The spreadsheet contains data on 250 individuals: 90 normal individuals from San Diego (the controls), and 160 individuals from Korea and China, all of whom were diagnosed with hepatocellular carcinoma (HCC).
Serum samples were taken from the controls and from the cases at time of diagnosis of HCC. Levels of a panel of 12 tumor-associated antigens (TAAs) were assessed via immunoassays in all individuals;
The levels are given in the columns with headings Ab14, HCC1, IMP1, KOC, MDM2, NPM1, P16, P53, P90, RaIA, and Survivin. (These are the designations of the 12 TAAs, all of which were thought to be potentially predictive of cancer.)
The underlying question is whether we can effectively discriminate between the cases and controls on the basis of the levels of these TAAs. This is sometimes termed a classification problem in the statistics and biostatistics literature: we wish to classify individuals as normal or cancer patients on the basis of their TAA levels.
We will examine these data in Statdisk. Use the MHA610_Week 3_Assignment_Data.CSV file to upload this information into Statdisk.
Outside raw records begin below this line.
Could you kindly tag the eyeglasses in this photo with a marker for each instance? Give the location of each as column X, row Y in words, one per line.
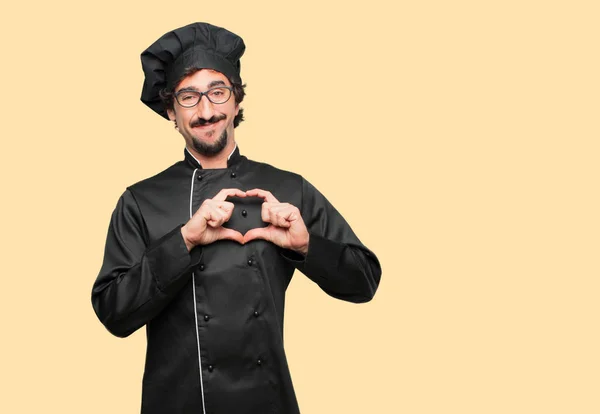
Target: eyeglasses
column 218, row 95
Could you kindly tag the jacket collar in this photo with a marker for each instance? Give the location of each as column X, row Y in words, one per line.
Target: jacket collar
column 233, row 159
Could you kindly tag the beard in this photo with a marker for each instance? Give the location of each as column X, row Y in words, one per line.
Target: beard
column 206, row 149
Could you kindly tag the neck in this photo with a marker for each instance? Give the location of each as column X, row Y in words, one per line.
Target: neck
column 216, row 161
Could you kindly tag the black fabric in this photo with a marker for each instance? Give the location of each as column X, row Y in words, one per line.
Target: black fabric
column 146, row 280
column 199, row 45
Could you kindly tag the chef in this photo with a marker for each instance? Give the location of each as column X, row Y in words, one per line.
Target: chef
column 202, row 252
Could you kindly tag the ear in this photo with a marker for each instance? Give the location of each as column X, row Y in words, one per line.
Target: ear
column 171, row 114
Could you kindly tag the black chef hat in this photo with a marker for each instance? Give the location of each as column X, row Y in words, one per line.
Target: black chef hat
column 199, row 45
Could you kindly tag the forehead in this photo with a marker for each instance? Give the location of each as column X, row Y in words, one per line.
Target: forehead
column 203, row 79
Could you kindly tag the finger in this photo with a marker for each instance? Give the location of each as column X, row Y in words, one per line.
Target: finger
column 224, row 206
column 230, row 234
column 281, row 215
column 227, row 192
column 257, row 233
column 266, row 195
column 265, row 212
column 217, row 216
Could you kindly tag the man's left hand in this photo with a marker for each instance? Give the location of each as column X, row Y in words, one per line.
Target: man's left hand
column 286, row 228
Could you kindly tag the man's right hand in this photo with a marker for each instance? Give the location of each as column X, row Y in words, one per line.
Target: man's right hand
column 205, row 226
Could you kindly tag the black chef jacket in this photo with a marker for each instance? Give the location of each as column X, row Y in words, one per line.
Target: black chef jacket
column 214, row 316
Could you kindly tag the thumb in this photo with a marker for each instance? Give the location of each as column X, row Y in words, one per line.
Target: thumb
column 257, row 233
column 230, row 234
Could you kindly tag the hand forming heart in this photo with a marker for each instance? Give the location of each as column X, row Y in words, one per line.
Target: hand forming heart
column 286, row 228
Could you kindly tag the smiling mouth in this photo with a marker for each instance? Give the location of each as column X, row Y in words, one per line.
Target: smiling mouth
column 206, row 126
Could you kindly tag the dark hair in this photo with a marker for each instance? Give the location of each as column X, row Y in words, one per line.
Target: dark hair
column 168, row 95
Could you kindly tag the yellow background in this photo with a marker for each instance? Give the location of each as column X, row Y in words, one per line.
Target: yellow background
column 459, row 139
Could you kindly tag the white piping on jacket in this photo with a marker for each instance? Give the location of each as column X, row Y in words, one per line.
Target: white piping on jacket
column 195, row 311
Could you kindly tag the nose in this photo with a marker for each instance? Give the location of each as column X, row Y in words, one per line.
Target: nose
column 205, row 108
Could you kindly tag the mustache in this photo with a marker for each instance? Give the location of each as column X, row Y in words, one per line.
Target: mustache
column 201, row 121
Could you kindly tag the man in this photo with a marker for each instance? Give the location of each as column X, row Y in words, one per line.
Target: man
column 203, row 252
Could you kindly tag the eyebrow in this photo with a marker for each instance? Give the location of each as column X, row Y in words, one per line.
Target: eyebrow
column 194, row 89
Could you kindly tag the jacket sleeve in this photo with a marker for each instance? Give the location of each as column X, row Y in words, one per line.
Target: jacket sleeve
column 137, row 280
column 336, row 259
If you choose the latter option, Start Statdisk, then choose File>Open and select the .csv file you created (unless you changed the name, it ought to be MHA610_assignment_3_data.csv)
Check the box that specifies the data contains column titles or headers, select Comma separated for how the data are delimited, click finish, and the dataset will have been successfully imported into Statdisk.
NOTE: you may want to read through the remainder of the assignment first, before proceeding with this step. This may save you some work afterwards!
Note that Statdisk operates on columns of data, and that both cases and controls are contained in each column of TAA levels. It will be necessary to separate the cases and controls for further analyses. This can be accomplished either by copying within Statdisk or by reverting to the original Excel workbook, copying in Excel, exporting as a .csv file, and then importing into Statdisk. (Don't say you weren't warned!)
Explain if you would characterize any or all of the TAA levels as approximately normally distributed for the controls and for the cases.
Provide plots and statistics in support of your conclusions.
Explain if any of the TAAs are useful for discriminating between the cases and controls.
Provide plots and statistics in support of your conclusions.
All writing assignments should be at least 250-500 words in APA format supported by scholarly sources.
BONUS. In the above, we pooled all cases together.  Summarize whether you think this is legitimate or whether the levels of any of the TAAs appear to differ significantly between the cases from China and the cases from Korea. Provide evidence in support of your conclusion.